2.1 KiB
Installation
vLLM initially supports basic model inferencing and serving on Intel GPU platform.
:::{attention} There are no pre-built wheels or images for this device, so you must build vLLM from source. :::
Requirements
- Supported Hardware: Intel Data Center GPU, Intel ARC GPU
- OneAPI requirements: oneAPI 2024.2
Set up using Python
Pre-built wheels
Currently, there are no pre-built XPU wheels.
Build wheel from source
- First, install required driver and intel OneAPI 2024.2 or later.

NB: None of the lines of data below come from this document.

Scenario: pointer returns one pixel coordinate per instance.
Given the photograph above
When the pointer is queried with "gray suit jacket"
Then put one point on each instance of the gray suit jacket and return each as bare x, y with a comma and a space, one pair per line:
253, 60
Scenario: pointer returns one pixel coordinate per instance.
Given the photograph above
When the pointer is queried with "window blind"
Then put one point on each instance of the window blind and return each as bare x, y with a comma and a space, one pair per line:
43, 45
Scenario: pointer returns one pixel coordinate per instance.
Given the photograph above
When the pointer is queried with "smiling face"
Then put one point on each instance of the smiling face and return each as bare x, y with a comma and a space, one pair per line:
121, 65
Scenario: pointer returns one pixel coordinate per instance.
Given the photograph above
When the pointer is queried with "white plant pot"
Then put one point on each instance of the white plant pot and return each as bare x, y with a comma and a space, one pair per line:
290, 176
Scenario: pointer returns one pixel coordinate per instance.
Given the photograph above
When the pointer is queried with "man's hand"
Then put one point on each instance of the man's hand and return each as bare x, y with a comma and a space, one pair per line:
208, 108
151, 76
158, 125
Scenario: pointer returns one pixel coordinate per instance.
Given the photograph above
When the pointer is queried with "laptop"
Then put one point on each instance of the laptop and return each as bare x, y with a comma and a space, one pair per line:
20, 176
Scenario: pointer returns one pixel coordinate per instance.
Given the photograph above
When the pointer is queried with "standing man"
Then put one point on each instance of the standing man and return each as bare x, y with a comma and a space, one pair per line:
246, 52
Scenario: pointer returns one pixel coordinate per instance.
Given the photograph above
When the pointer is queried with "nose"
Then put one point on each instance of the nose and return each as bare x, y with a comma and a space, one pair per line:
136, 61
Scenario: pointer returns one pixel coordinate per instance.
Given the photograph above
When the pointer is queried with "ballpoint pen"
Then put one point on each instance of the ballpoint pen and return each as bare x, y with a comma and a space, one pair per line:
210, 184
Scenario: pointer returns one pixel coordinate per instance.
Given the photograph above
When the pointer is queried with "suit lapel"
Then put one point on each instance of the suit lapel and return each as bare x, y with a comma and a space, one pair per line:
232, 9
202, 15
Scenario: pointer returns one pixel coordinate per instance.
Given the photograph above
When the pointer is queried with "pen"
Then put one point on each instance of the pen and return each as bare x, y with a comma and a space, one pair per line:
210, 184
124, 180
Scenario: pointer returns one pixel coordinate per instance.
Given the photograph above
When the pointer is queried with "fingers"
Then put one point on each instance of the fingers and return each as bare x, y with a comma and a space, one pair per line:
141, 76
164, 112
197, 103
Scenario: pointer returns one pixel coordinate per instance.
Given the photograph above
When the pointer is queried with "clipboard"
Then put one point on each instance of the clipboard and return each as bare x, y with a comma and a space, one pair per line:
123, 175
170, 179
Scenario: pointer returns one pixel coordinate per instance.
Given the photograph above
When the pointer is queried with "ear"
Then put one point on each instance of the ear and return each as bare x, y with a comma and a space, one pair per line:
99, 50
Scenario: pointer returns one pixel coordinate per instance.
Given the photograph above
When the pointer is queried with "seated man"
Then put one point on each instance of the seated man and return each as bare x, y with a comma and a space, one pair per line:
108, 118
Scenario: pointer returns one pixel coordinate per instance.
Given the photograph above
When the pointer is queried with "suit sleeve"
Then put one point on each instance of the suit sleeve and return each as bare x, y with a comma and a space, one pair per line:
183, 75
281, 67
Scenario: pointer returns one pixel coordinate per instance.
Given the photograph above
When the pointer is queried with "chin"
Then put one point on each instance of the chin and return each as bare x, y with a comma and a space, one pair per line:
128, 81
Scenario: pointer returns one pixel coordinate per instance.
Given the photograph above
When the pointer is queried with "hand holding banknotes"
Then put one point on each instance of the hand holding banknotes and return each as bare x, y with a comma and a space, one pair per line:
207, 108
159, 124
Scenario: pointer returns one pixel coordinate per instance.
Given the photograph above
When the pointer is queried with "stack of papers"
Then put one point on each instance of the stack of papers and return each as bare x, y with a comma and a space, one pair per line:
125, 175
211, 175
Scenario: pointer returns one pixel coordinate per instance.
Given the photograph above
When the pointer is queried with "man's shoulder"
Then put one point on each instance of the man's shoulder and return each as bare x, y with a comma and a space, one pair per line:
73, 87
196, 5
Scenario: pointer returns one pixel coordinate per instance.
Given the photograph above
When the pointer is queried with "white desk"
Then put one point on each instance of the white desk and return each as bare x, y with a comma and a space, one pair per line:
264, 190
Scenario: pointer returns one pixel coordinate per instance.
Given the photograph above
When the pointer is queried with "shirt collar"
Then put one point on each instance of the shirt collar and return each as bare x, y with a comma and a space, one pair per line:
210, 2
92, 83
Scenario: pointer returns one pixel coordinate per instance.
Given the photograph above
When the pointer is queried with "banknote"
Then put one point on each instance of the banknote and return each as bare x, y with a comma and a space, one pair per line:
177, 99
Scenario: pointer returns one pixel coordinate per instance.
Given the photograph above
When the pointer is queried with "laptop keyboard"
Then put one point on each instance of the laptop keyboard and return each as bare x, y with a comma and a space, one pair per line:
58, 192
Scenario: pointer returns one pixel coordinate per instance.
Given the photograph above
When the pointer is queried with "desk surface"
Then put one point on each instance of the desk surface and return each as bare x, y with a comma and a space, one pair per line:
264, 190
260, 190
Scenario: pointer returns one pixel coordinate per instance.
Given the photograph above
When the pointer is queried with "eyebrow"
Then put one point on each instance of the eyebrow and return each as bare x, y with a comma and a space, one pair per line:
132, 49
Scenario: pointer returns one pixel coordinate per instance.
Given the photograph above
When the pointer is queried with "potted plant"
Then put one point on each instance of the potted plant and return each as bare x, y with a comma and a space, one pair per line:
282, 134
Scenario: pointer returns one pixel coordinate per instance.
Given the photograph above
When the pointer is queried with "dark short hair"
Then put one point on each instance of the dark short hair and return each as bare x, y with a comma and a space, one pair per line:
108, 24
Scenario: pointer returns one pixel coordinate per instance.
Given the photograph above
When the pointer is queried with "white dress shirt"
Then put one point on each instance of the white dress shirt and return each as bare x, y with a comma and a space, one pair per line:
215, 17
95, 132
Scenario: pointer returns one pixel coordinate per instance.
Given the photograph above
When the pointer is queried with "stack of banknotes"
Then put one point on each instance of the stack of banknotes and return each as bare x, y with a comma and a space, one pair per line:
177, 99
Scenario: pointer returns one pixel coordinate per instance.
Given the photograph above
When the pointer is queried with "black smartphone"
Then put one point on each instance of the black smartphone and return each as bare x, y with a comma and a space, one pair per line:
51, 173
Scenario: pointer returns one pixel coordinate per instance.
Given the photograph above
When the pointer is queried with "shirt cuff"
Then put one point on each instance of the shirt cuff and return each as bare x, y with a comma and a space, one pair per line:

- Second, install Python packages for vLLM XPU backend building:
source /opt/intel/oneapi/setvars.sh
pip install --upgrade pip
pip install -v -r requirements/xpu.txt
- Finally, build and install vLLM XPU backend:
VLLM_TARGET_DEVICE=xpu python setup.py install
:::{note}
- FP16 is the default data type in the current XPU backend. The BF16 data type is supported on Intel Data Center GPU, not supported on Intel Arc GPU yet. :::
Set up using Docker
Pre-built images
Currently, there are no pre-built XPU images.
Build image from source
$ docker build -f Dockerfile.xpu -t vllm-xpu-env --shm-size=4g .
$ docker run -it \
--rm \
--network=host \
--device /dev/dri \
-v /dev/dri/by-path:/dev/dri/by-path \
vllm-xpu-env
Supported features
XPU platform supports tensor-parallel inference/serving and also supports pipeline parallel as a beta feature for online serving. We requires Ray as the distributed runtime backend. For example, a reference execution likes following:
python -m vllm.entrypoints.openai.api_server \
--model=facebook/opt-13b \
--dtype=bfloat16 \
--device=xpu \
--max_model_len=1024 \
--distributed-executor-backend=ray \
--pipeline-parallel-size=2 \
-tp=8
By default, a ray instance will be launched automatically if no existing one is detected in system, with num-gpus
equals to parallel_config.world_size
. We recommend properly starting a ray cluster before execution, referring to the gh-file:examples/online_serving/run_cluster.sh helper script.